Wild Kitchen: an evening of underground dining

And speaking of food and pleasure, Christmas came early in the Parker-Baszile house.  A while back, I signed up for something called ForageSF, conceived by the talented, young chef, Iso Rabins.  In addition to organizing underground markets where local artisans sell their homemade products, Iso started Wild Kitchen, a monthly “pop up” supper club where every element of the eight-course meal is acquired from local growers and is, in most cases, actually foraged . . . as in shot, picked, plucked, dug for, dived for, or otherwise gathered from our natural surroundings.

A couple week ago, the new Wild Kitchen email arrived in my inbox.  Here’s what was on the menu:

Wild Huckleberry Eucalyptus Kir

Charcuterie plate of:
Wild Boar Rilette, Jardinaire Pickles, Pickled Bull Whip Kelp, Fatted Calf Pate Rustique, and House Smoked Wild Caught Mackeral

Warming Porcini Chestnut Soup
with House Made Creme Fraiche

Savory Wild Mushroom
and Butternut Squash Bread Pudding

Pickled Deviled Eggs
with Wild Caught Local Dungeness Crab
Hand Harvested Mendocino Sea Salt

Wild Mushroom Stuffed Turducken
Mushroom Gravy, Braised Savoy Cabbage
Roasted New Potatoes

Salad of:
Wild Foraged Miners Lettuce
Little Gem, Wild Radish Flowers, Pickled Beets
Wild Fennel Champagne Vinaigrette

Sweet Potato Pie
Wild Nettle Crust

It took me about two seconds to send in my reservation request. Then I called Warrington and said, “Make sure you don’t plan anything for Thursday night. Don’t ask me why . . . It’s a surprise early Christmas present.”


Before I go on, I want to apologize for the poor picture quality below. The dinner invitation asked that we please arrive promptly at 6:30 p.m.. I’d already figured trying to get across town on a Thursday night would be a challenge, but before I could leave, I had to pick up Chloe from basketball practice and just my luck, there was some Christmas Tree lighting festival in Golden Gate park.  Needless to say, I was cutting it close. Got home, showered, dressed, and was all set to take pictures with my beautiful Canon 60D, when wouldn’t you know, in my haste, I DROPPED IT on my way out of the door. I’m not kidding–as I was literally walking out and I dropped it and busted the lens.  I had to rely on my iphone.

Anyway . . .

Part of the fun of Wild Kitchen is that while they announce the menu in advance, they don’t announce the dining location until two days before.  This dinner was held in a place called The Stable Cafe, which was a real horse stable back in the day and is now is part cafe, part community kitchen. There’s even an underground creek.

The other fun thing about Wild Kitchen is meeting the other diners.  Since I’d never been to  one of these dinners before I had no idea what to expect.  I thought it packed with hipsters (not that I have anything against them) but it turned out to be a nice mix.


After the guest arrived, Iso and his partner, Katy invited up out to the patio where they told us more about the meal.  Iso prepared turduken (for those of you who’ve never had it, it’s a chicken inside of a duck inside of a turkey) and cooked it in something called a “la caja china” which is essentially a small wood and metal hotbox or upside down smoker.
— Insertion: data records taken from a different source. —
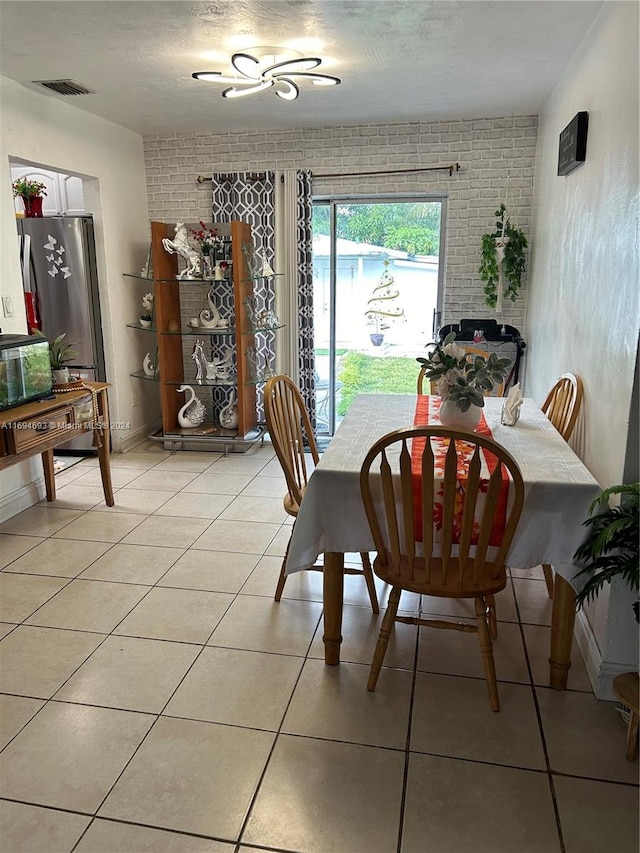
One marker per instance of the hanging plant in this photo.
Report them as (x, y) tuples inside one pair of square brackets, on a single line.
[(503, 263)]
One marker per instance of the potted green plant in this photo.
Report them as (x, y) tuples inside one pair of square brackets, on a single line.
[(60, 354), (462, 379), (503, 262), (31, 193), (146, 318), (383, 306), (612, 547)]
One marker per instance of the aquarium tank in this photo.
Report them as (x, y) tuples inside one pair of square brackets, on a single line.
[(25, 370)]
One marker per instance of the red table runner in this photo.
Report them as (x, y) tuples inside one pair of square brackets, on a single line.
[(427, 414)]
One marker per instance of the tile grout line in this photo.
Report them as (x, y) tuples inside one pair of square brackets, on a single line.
[(552, 789)]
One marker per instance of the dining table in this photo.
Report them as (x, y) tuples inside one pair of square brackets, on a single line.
[(559, 490)]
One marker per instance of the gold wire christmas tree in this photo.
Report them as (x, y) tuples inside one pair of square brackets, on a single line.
[(383, 302)]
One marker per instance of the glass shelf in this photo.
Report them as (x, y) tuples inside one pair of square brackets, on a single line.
[(260, 277), (203, 331), (179, 280), (141, 328), (254, 331), (260, 381), (140, 374), (202, 383)]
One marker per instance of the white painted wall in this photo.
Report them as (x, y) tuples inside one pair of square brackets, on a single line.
[(46, 131), (583, 312)]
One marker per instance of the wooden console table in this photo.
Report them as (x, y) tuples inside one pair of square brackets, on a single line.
[(40, 427)]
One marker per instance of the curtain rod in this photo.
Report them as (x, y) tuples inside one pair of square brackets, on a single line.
[(451, 168), (255, 176)]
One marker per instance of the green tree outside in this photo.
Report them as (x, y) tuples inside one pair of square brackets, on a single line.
[(407, 227)]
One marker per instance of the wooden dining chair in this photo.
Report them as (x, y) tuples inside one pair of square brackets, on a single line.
[(562, 407), (467, 558), (288, 423)]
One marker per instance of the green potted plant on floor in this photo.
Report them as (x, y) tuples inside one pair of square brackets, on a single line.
[(503, 263), (612, 548)]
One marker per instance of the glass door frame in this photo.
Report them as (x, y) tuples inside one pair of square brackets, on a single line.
[(332, 202)]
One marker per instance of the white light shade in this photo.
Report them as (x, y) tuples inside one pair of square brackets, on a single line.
[(270, 67)]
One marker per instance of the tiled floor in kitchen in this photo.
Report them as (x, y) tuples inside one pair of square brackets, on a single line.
[(155, 697)]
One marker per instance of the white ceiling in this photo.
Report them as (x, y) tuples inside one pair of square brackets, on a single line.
[(400, 61)]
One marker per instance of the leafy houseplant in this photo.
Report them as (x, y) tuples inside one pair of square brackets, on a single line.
[(146, 317), (31, 193), (612, 548), (503, 262), (462, 377), (26, 188), (60, 353), (383, 305)]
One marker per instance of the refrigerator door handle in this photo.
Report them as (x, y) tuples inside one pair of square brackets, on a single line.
[(25, 262)]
Then we all went into the dining area and sat at long community tables. We sat next to a guy named Michael who just moved out here from New Haven, who’s here working on a start-up, and across from two young women, Natalie, originally from Portland by way of New York, and Camille, who came here on an exchange program from Paris and decided to stay.  They both work for Google.  The woman who sat on Warrington’s other side drove all the way from Sacramento!



This charcuterie plate was the first of eight courses.  Iso told us that he’d foraged for the bull whip kelp (as in seaweed) by diving for it off the Sonoma coast. He shot the wild boar on a friend’s property.


Next, it was the porchini & chesnut soup. Light, creamy, delicious . . . mmmmmmm

This was the braised savoy cabbage. The turducken was on a different platter which I photographed, but the picture was too dark . . . sorry.

Pickled deviled eggs with local dungeness crab. This course was a small miracle because last week the crab boats were on strike. The eggs were pickled in beet juice.


Between courses, Iso came out to talk to his guests and answer questions. Here’s what he said about the flow of courses, particularly, why he served the salad course after the entree.  Any writers out there will relate to his reasoning.

In case you’re wondering, the salad was really good.



2 thoughts on “Wild Kitchen: an evening of underground dining

    • I was so disappointed I could have cried. I probably would have if I hadn’t been in such a rush. I LOVE THAT LENS! Luckily, I purchased I’d purchased a warranty, so the next day I took the lens back to Best Buy and–yahooo!– they gave me another one on the spot! It’s a good thing too, because this is the SECOND TIME I’ve dropped my camera and broken that lens!